This is a question from a practice paper which I have an exam on the first day back. I just wanted to run it by someone else to see if what I was doing was correct.

I structured my entire answer on the properties of a group:Which, if any, of the following subsets of $\displaystyle S_4$ are subgroups? Give brief reasons for your answers.

i). {i, (1 2)}

ii). {(1 2 3), (1 3 2)}

iii). {i, (1 2)(3 4), (1 4)(2 3)}

iv). {i, (1 2), (1 4), (2 4), (1 4 2), (1 2 4)}.

1). Closed

2). Associativity

3). The existence of a neutral element

4). The presence of inverses.

i). Is not associative since starting at 1, there is no path to 3 or 4 (The definition of associativity states that "$\displaystyle \forall g_1, g_2 \in G \exists g_3 \in G s.t g_1g_2=g_3$". Here the "$\displaystyle \forall g_1, g_2$" statement fails.).
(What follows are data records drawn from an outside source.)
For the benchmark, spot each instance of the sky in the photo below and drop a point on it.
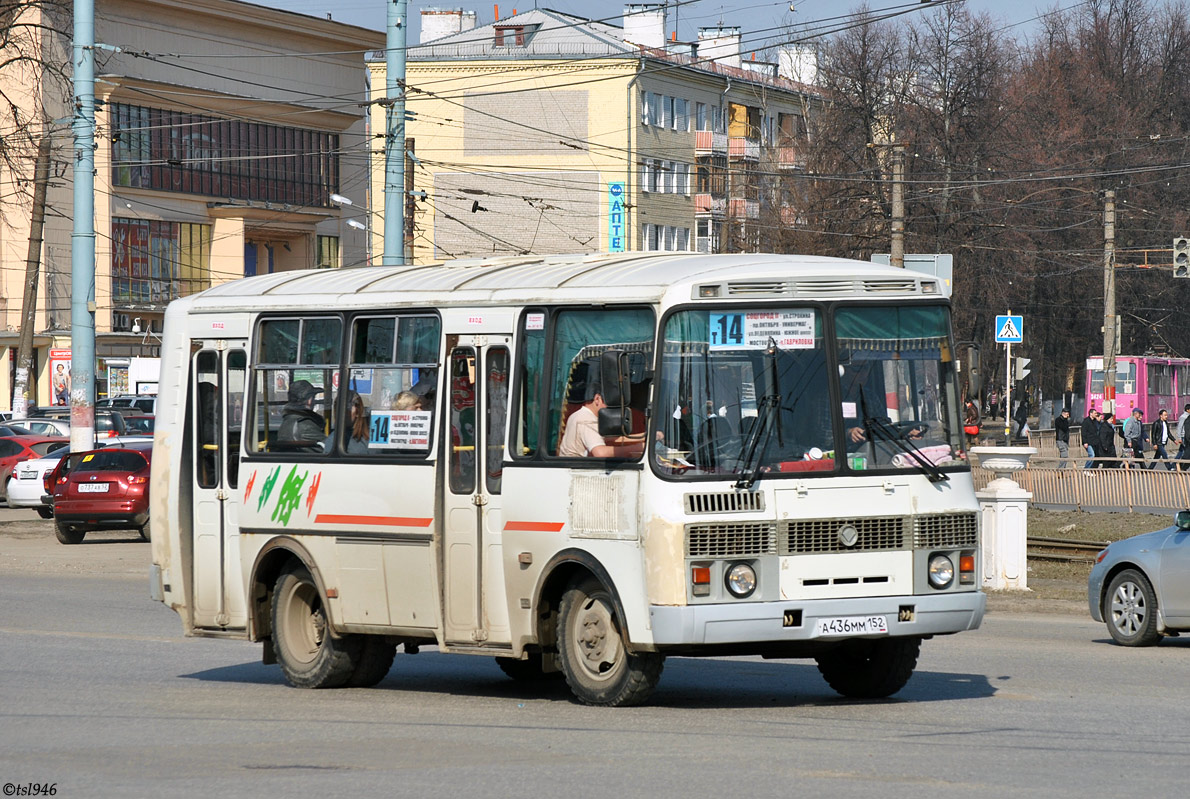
(752, 16)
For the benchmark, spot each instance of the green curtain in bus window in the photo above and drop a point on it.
(532, 367)
(580, 337)
(279, 341)
(320, 341)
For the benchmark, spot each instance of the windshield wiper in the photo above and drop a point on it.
(884, 426)
(768, 417)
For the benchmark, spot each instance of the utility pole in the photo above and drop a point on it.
(1109, 316)
(82, 238)
(32, 268)
(896, 253)
(394, 135)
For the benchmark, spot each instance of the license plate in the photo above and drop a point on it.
(851, 625)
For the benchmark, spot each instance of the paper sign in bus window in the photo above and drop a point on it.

All the other properties hold.

Therefore i) is not a subgroup of$\displaystyle S_4$.

ii). For this case, all the properties hold except for the presence of a neutral element. Starting at any of 1,2,3 or 4 there is no path that takes either of these numbers back to themselves without stopping at another number first.

Hence ii). is not a subgroup of $\displaystyle S_4$.

iii). All the properties hold for this set.

Therefore iii). is a subgroup of $\displaystyle S_4$.

iv). All the properties once again hold except for associativity. Starting from 1,2 or 4 it is impossible to get to 3.

Therefore iv). is not a subgroup.

I think I have done this correctly but my answers to i) and iv) are the same. There is also only one property for a subgroup failing each time.

I would appreciate it if someone could check these answers and see if it is what they would put.